The audio recordings are from the bank’s own internal telephone system and date from the heart of the financial crisis that brought the State to its knees in September 2008. Anglo itself was within days of complete meltdown – and in the years ahead would eat up €30bn of taxpayer money. Mr Bowe speaks about how the State had been asked for €7bn to bail out Anglo – but Anglo’s negotiators knew all along this was not enough to save the bank. The plan was that once the State began the flow of money, it would be unable to stop. Mr Bowe is asked by Mr Fitzgerald how they had come up with the figure of €7bn. He laughs as he is taped saying: “Just, as Drummer (then-CEO David Drumm) would say, ‘picked it out of my arse’.”
Mr Drumm and Mr Bowe discuss whether it would be possible to get Mr Hurley to make a public statement of confidence in the Irish banks. At one point, Mr Drumm snaps: “No, no, forget about reality because it’s not working. Is there anything they (Central Bank) could say?”

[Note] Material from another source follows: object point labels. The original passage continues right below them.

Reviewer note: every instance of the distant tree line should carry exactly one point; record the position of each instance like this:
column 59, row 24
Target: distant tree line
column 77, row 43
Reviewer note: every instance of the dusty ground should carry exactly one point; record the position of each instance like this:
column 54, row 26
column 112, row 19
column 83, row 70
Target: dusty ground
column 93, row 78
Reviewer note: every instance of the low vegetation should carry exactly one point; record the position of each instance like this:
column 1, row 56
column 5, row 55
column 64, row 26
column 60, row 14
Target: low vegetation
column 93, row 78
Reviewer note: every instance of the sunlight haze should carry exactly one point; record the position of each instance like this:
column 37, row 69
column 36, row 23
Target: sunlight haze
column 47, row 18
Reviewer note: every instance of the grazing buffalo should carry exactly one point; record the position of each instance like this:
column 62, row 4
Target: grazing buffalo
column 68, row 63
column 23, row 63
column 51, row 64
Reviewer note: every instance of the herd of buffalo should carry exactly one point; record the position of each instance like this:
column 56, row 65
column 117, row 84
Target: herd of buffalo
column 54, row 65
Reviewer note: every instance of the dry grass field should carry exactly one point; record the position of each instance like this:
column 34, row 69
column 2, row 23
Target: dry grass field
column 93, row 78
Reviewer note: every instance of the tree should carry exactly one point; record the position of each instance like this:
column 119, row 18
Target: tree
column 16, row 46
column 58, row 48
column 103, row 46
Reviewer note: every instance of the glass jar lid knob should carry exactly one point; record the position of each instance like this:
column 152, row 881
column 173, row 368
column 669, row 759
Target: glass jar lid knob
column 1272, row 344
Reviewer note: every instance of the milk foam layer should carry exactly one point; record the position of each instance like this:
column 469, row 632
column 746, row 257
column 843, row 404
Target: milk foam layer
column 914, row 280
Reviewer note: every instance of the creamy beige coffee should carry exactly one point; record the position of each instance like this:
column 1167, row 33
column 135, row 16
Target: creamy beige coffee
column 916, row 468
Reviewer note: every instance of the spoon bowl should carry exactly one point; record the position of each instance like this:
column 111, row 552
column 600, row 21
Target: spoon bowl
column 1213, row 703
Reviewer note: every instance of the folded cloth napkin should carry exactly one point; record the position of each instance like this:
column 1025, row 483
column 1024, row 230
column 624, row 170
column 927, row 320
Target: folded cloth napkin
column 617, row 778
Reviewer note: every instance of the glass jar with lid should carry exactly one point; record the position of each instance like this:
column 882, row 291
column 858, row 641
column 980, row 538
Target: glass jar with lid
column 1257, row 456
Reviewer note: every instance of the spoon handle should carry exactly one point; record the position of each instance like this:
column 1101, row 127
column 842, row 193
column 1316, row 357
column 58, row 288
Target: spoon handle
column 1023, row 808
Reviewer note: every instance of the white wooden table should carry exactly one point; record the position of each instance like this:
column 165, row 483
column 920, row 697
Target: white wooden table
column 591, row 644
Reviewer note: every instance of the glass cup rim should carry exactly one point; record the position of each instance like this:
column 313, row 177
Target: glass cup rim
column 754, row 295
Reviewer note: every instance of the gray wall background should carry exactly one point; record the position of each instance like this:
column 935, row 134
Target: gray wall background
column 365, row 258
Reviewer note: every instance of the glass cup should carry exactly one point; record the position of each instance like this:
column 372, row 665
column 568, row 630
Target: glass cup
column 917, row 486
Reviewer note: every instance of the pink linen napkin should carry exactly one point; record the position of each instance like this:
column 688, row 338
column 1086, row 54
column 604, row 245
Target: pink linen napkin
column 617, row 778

The senior bankers, politicians and public officials have not been asked to explain the roles that each of them played in the genesis of the crisis and in the inadequacies of the policy response. Such inquiries as have been conducted have eschewed the allocation of responsibility to individuals or even to organisations. This encourages the narrative that the Irish banking collapse was some kind of natural disaster, unleashed from afar without human agency, an asteroid strike which unfortunately chose landfall in Ireland. An alternative and equally convenient notion is that it was a sociological phenomenon, a collective failure of the entire population for which all bear responsibility, which has the added advantage of justifying the liberal dispersal of the cost. Collateral damage from the failure to inquire into these events has been inflicted on those, bankers in particular, who played no role in the collapse.